1 Introduction

This practical focuses on plot cosmetics, statistical transformations, incremental workflow, and logarithmic scales in ggplot2. You will learn how to:

Note: The notes chapter on cosmetics covers many topics, but not all are equally important. This practical focuses on the higher-priority items. See the summary table in Chapter 6 of the notes for a full priority guide.

2 Incremental workflow

A powerful feature of ggplot2 is that you can build plots incrementally. This is covered in Chapter 6.2 of the notes, but we summarise the key ideas here.

2.1 Saving plots as objects

You can save a ggplot as an object and add layers or scales later:

# Create the base plot and save it
p <- ggplot(mpg, aes(x = displ, y = hwy, colour = class)) +
  geom_point(size = 2) +
  labs(x = "Engine Displacement (L)", y = "Highway MPG", colour = "Class")

# Display with default colours
p

# Add a different colour scale
p + scale_colour_brewer(palette = "Set1")

# Or try viridis
p + scale_colour_viridis_d()

This approach makes it easy to experiment with different palettes while keeping your base plot consistent.

2.2 Using last_plot() for interactive exploration

When working interactively in RStudio (e.g., in the console or by running individual chunks), the last_plot() function returns the most recently created ggplot. This allows you to iteratively refine a plot without rewriting the entire code.
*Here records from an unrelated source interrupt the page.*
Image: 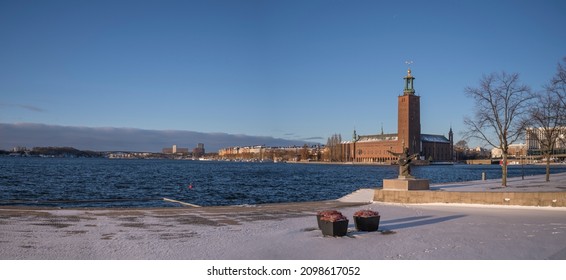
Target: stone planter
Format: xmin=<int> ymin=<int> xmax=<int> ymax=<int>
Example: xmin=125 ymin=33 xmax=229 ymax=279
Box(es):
xmin=354 ymin=216 xmax=381 ymax=231
xmin=316 ymin=210 xmax=341 ymax=229
xmin=320 ymin=220 xmax=348 ymax=236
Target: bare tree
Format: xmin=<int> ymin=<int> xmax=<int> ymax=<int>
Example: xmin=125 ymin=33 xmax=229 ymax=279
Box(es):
xmin=464 ymin=72 xmax=533 ymax=187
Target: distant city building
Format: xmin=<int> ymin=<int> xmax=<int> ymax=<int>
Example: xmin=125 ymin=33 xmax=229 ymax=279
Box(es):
xmin=491 ymin=143 xmax=527 ymax=158
xmin=161 ymin=145 xmax=189 ymax=155
xmin=525 ymin=127 xmax=566 ymax=151
xmin=340 ymin=69 xmax=454 ymax=164
xmin=193 ymin=143 xmax=205 ymax=157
2.2.1 How last_plot() works

# Create a basic plot
ggplot(mpg, aes(x = displ, y = hwy)) +
  geom_point()

# Add to the last plot without rewriting everything
last_plot() + labs(title = "Engine Size vs Fuel Economy")

# Continue refining
last_plot() + theme_minimal()

# Add more layers
last_plot() + geom_smooth(method = "lm")

2.2.2 When to use last_plot()

last_plot() is most useful for interactive exploration in RStudio:

  • When you’re exploring a new dataset and want to quickly try different options
  • When you’re refining aesthetics (colours, themes, labels) and want to see changes immediately
  • When you’re not sure what the final plot should look like and are experimenting

Important limitations:

  • last_plot() only works interactively — it won’t work reliably in R Markdown documents because the “last plot” depends on execution order
  • For reproducible reports, always use the approach of saving plots as objects
  • The “last plot” is reset each time you create a new ggplot

2.3 Exercises: Incremental workflow

  1. Create a base scatterplot of hwy vs cty from the mpg dataset. Save it as an object p. Then add:

    1. A title using labs()
    2. A theme_bw() theme
    3. A colour scale for drv (you’ll need to add colour = drv to the original aes())
    # Base plot
    p <- ggplot(mpg, aes(x = cty, y = hwy)) +
      geom_point() +
      labs(x = "City MPG", y = "Highway MPG")
    p

    # Add title
    p + labs(title = "City vs Highway Fuel Economy")

    # Add theme
    p + labs(title = "City vs Highway Fuel Economy") + theme_bw()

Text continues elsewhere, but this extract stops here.